With Tony Whitehead, Phil is co-author of the gothic novel Bonelines (2020) and, along with photographer John Schott, of Guidebook For An Armchair Pilgrimage (2019). He is also the author of the neo-gothic novellas of The Silversnake Project (2023), and of Living In The Magical Mode in 2022 (all with Triarchy Press). He wrote Albion’s Eco-Eerie: Films And TV Of the Haunted Generations in 2024 for Temporal Boundary Press.

Since 1980 Phil has been company dramaturg for TNT Theatre (Munich) and a co-writer of many of their productions, most recently including adaptations of George Orwell’s Nineteen Eighty-Four and Robert Louis Stevenson’s Strange Case of Dr Jekyll and Mr Hyde, and the portmanteau collection on migration On The Move.

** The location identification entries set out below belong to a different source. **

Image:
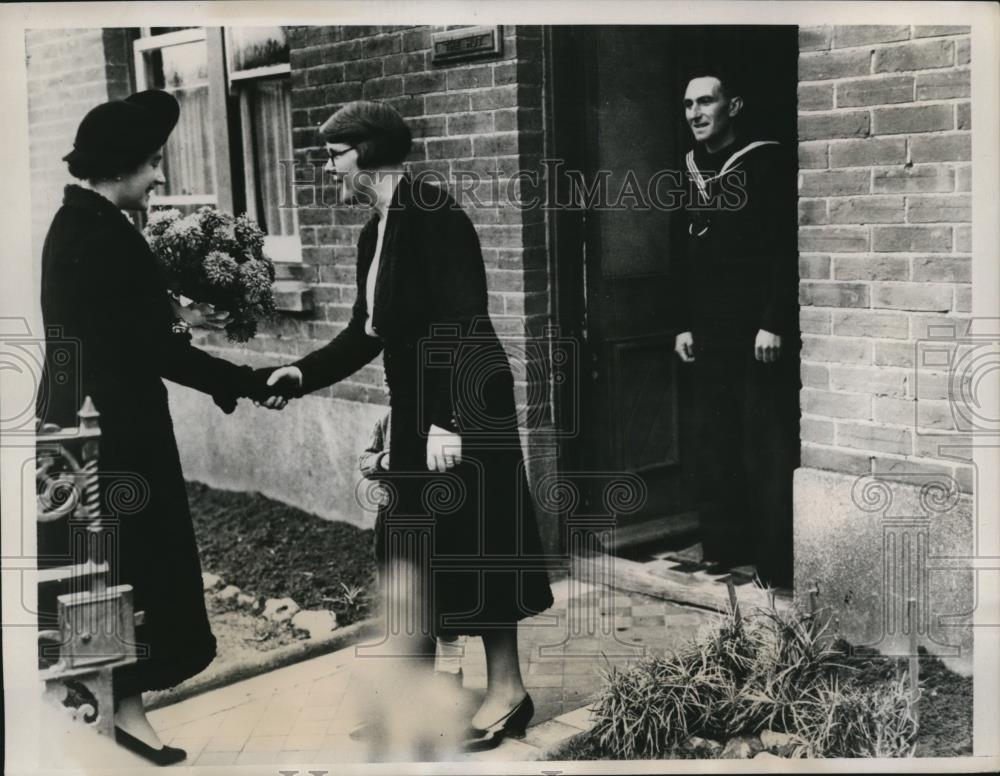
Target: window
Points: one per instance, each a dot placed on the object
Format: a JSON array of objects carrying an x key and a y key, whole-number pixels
[
  {"x": 232, "y": 147},
  {"x": 258, "y": 68}
]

Publications in press at the end of 2025 are Albion’s Atomic-Weird for Temporal Boundary Press and Diagrammatical Performances (with Helen Billinghurst) for Routledge. Present projects include a fantasy novel and a site-based artwork responding to significant changes in Plymouth’s geographical, economic and cultural identity.

Phil is an Honorary Associate Researcher at University of Plymouth.



Cathy Turner
Cathy Turner is a walking artist, writer and academic, specialising in relationships between performance and place.

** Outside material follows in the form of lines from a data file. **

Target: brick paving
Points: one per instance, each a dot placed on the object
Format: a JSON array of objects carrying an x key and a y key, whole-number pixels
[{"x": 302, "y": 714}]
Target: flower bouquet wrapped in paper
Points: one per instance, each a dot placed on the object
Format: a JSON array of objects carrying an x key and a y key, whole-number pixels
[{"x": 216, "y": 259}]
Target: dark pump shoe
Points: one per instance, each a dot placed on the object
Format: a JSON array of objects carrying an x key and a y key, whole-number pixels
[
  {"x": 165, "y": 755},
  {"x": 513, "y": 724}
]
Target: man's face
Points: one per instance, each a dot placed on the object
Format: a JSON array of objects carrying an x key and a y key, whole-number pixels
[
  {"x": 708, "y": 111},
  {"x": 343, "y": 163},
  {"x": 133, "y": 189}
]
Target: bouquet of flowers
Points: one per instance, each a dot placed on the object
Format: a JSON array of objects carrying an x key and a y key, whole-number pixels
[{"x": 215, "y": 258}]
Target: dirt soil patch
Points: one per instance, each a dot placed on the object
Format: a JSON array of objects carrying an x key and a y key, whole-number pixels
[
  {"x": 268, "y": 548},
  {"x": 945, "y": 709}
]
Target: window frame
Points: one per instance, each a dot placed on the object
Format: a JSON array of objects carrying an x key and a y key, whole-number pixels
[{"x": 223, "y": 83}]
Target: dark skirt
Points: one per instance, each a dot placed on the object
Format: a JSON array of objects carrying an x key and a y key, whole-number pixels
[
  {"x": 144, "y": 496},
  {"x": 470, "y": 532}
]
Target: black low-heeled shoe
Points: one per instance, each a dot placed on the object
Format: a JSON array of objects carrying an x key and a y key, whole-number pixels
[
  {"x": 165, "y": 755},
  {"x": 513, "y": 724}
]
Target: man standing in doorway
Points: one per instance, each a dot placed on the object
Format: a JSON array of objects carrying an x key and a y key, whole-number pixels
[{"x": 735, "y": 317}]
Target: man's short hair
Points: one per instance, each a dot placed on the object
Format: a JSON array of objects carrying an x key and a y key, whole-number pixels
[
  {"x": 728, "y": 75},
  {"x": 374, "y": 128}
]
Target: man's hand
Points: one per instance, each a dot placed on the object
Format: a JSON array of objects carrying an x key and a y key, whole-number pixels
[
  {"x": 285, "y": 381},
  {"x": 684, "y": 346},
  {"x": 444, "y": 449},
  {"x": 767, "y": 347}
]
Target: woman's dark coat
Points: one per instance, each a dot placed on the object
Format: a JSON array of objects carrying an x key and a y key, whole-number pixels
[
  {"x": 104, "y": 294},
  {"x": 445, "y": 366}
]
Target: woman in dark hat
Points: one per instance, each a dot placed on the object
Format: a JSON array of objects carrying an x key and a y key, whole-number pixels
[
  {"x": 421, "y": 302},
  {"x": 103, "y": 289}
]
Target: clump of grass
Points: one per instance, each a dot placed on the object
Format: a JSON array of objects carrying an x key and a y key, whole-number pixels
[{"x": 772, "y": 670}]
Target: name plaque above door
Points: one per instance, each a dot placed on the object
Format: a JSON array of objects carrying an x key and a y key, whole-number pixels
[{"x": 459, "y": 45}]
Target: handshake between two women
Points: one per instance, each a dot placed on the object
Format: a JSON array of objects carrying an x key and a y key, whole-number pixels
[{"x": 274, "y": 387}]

She is currently Professor of Drama at the University of Exeter. You can read about her research and practice on the Expanded Dramaturgies site.

Cathy sees all writing as inherently creative and therefore makes no hard distinction between academic research and creative practice, while recognising that different work requires different skills and approaches.

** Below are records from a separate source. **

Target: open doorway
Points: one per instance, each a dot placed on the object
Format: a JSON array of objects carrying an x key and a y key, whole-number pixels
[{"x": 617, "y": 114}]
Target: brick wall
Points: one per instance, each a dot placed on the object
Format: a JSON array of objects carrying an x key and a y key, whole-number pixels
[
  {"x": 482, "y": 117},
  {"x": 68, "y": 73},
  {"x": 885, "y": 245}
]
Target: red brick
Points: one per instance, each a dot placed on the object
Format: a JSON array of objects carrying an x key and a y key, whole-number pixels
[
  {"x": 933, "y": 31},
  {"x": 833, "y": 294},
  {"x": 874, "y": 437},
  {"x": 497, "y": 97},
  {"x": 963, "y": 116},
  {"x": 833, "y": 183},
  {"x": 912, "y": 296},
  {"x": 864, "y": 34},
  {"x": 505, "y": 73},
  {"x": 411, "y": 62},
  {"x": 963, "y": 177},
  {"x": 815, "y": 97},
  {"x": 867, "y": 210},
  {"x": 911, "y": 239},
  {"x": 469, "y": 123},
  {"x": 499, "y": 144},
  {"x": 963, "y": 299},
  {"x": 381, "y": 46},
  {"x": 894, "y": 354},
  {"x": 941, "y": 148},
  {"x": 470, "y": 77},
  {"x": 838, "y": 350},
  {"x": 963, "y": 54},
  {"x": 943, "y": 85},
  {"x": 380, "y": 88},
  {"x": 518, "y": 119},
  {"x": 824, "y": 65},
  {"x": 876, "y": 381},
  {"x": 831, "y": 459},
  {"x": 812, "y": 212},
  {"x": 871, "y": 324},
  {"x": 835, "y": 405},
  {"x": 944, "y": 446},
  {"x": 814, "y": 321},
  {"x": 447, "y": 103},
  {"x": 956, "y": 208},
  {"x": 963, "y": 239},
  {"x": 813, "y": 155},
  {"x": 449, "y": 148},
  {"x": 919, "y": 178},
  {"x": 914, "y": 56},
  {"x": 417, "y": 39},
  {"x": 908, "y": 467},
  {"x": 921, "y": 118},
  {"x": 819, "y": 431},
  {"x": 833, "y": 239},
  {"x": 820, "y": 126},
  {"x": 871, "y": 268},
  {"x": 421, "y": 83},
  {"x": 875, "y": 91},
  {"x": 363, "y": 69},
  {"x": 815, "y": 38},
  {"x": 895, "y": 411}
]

In 2025-26, Cathy holds a Leverhulme Research Fellowship to research gardens as places of performance, delving (sorry) into stories of garden culture across history and between Britain and India.

She is also completing a monograph with Evelyn O’Malley: Open Air Theatre: Concepts and Practices, to be published by Bloomsbury in 2026.

Cathy has worked with Deirdre Heddon to draw attention to the work of women walking artists, following a ‘gendered drift’ for Wrights & Sites’ Lost Tours in 2003. Joint articles include Walking Women: Interviews with artists on the move (2010, Performance Research. 15. 14-22); Walking Women: Shifting the Tales and Scales of Mobility (2012, Contemporary Theatre Review. 22. 224-236). 10; and Walking Women: Site-relational Movements (2024, in The Cambridge Companion to Site Specific Performance, ed Cathy Turner and Victoria Hunter, 132-147).

Cathy has numerous other publications, mainly concerning place, space and dramaturgy, listed here.

She has applied Mis-Guide concepts to her work with young Indian artists to create A Mis-Guide to Kochi and Mis-Guides for gardens such as Trengwainton, in Madron, Cornwall. She also contributed research and commissioned Small Acts to produce a map of Cornish planting and a site-specific performance, Plant Navigations.